Owing to the drastic increase in the number of patients with drug resistant TB around the world, it is important to increase the testing for it. Line probe assay (LPA) is the rapid diagnostic tool to detect drug resistant TB and it was endorsed by WHO for testing first line drugs such as Isoniazid (INH) and Rifampicin (RIF). This systematic review evaluated the accuracy of this LPA by analysing its sensitivity and specificity against the phenotypic drug susceptibility testing (DST) methods like LJ and liquid culture DST. A total of 4774 samples were included in this review from 19 articles.
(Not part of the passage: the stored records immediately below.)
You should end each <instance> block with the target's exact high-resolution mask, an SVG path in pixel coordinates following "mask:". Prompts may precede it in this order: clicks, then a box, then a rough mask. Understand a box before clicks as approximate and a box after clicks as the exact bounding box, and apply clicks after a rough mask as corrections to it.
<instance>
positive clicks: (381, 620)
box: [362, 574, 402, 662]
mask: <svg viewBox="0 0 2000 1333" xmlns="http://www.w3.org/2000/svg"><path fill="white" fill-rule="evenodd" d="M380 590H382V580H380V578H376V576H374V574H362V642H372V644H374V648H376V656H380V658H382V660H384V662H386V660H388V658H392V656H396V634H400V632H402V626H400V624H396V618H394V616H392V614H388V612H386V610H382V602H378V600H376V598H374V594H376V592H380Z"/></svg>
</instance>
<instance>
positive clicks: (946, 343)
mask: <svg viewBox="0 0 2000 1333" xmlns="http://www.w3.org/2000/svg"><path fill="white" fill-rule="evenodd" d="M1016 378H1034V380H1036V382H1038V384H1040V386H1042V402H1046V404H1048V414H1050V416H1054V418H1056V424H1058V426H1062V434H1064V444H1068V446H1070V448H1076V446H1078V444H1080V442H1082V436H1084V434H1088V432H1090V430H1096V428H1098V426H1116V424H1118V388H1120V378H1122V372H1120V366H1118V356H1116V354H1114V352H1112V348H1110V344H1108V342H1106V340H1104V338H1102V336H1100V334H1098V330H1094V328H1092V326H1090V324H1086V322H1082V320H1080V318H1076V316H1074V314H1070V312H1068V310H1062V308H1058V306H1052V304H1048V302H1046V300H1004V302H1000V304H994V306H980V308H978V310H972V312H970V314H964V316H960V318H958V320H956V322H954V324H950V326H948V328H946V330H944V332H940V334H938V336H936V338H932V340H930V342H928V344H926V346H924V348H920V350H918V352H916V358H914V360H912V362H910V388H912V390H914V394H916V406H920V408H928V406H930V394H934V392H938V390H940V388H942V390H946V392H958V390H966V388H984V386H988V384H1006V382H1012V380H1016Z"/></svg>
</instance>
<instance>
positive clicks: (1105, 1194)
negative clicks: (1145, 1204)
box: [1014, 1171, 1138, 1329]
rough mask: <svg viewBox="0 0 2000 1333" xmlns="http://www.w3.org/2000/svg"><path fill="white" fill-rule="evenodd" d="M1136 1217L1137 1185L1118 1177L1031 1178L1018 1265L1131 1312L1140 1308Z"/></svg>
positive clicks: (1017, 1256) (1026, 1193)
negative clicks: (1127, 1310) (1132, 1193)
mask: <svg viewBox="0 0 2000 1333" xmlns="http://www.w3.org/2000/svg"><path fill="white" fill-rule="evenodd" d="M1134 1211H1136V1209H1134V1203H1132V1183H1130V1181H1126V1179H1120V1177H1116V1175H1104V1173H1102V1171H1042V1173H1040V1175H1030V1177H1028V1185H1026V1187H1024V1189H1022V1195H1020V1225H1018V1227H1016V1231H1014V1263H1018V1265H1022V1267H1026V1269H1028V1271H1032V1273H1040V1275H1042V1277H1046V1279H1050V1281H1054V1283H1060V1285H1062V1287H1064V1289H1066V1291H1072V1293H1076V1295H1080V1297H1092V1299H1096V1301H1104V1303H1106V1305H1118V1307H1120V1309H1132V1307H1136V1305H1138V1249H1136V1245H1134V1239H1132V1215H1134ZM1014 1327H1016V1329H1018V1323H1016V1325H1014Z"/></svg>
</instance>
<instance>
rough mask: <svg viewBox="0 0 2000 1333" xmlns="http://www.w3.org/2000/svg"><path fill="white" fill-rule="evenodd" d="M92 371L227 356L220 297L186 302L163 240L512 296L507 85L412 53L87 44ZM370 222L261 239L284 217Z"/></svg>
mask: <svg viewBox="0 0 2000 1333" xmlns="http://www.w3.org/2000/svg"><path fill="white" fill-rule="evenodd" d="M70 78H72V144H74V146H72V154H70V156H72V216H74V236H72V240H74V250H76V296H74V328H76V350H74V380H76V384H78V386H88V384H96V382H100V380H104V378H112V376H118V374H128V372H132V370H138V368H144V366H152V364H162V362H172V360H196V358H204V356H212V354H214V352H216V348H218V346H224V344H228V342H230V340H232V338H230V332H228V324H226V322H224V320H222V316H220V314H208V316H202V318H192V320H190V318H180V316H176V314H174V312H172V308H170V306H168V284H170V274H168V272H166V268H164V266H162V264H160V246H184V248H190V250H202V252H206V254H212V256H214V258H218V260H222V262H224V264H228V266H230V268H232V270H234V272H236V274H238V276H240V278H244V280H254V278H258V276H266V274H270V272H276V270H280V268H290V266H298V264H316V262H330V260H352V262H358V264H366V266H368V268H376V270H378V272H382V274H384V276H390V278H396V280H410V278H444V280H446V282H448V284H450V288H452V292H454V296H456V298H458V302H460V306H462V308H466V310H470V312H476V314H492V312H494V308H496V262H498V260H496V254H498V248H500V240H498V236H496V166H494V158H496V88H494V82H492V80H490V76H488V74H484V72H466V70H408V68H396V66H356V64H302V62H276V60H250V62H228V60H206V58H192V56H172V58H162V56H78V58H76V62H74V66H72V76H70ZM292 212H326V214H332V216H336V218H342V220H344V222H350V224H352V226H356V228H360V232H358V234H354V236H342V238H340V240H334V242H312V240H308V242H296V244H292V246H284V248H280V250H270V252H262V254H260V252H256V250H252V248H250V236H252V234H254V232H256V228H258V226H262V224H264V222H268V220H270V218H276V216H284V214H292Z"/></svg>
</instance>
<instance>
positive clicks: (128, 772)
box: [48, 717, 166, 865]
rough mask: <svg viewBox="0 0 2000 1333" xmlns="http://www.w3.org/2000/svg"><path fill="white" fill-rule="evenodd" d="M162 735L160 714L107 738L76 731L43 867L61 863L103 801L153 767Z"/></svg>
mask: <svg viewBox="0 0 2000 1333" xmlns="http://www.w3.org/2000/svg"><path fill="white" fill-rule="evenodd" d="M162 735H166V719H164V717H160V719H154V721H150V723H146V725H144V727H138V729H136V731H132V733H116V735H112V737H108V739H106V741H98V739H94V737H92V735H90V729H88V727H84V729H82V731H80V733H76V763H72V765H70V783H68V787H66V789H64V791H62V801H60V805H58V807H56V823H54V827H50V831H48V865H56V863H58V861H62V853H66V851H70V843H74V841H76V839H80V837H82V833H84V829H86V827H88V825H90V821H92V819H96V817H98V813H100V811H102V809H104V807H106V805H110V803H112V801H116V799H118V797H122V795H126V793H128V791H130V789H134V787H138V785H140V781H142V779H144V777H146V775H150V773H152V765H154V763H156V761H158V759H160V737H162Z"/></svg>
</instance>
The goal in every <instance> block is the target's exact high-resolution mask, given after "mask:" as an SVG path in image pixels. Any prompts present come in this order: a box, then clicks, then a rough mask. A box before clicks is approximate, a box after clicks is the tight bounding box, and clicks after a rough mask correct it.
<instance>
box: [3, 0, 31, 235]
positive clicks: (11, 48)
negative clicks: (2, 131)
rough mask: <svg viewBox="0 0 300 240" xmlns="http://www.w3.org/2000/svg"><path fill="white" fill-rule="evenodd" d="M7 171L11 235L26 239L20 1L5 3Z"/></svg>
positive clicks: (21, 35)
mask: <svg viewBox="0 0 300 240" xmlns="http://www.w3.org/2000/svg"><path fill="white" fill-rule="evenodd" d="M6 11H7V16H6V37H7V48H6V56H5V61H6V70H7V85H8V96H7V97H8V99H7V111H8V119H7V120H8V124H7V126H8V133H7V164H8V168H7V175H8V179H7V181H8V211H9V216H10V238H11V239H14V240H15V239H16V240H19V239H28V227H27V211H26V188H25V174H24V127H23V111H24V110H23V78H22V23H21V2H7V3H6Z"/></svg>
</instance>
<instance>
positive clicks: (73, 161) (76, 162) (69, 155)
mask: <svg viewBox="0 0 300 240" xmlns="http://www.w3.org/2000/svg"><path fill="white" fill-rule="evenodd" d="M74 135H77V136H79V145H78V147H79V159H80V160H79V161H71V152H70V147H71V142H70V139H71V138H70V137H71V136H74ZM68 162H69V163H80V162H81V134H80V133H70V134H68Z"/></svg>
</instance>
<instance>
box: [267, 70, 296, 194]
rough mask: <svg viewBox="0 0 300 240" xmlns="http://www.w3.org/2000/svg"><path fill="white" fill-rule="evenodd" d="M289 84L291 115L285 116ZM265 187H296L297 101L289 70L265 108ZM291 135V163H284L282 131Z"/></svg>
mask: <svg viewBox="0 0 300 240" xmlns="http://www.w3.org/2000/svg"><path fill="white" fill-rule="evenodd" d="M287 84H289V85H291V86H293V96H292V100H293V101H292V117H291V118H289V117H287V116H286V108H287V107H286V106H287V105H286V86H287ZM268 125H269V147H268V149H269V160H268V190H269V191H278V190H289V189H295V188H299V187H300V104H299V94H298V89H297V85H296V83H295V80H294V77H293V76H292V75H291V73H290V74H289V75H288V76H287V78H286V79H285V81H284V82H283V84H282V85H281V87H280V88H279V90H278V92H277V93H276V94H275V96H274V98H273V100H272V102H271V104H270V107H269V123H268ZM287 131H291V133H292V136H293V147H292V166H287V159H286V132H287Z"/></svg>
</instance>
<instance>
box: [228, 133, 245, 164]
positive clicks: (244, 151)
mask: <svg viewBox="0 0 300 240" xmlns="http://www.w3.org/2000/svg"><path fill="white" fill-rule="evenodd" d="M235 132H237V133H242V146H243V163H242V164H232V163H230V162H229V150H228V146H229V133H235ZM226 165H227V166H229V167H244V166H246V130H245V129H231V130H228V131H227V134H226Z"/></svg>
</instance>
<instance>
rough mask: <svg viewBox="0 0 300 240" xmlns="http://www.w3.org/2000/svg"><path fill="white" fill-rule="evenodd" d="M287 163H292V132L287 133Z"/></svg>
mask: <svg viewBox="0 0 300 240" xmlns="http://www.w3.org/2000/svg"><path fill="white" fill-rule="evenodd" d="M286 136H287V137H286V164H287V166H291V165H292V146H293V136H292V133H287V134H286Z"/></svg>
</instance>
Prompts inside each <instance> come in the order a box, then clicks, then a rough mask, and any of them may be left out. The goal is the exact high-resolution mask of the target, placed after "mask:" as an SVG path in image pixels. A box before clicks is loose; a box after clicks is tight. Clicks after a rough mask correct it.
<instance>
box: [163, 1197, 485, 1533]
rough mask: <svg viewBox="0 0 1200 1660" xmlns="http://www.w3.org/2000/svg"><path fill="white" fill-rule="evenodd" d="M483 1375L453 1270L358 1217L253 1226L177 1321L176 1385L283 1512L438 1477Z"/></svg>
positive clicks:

The average sensitivity and specificity for the detection of RIF resistance from 17 articles was 95.79% and 96.71% and for INH resistance it was 89.85% and 97.33% respectively when compared to phenotypic DST. Out of 19 articles included, 2 articles have mentioned the sensitivity and specificity for multi-drug resistant TB (MDR TB) and the average was 98.50 % and 97 % respectively. The accuracy for RIF resistance detection through first line LPA was good and the sensitivity detection for INH was less across the studies. This could be improved further in future generation assays. Our finding supports the use of LPA especially on smear positive specimens but use on smear negative specimens still be considered as studies have shown some interpretable results.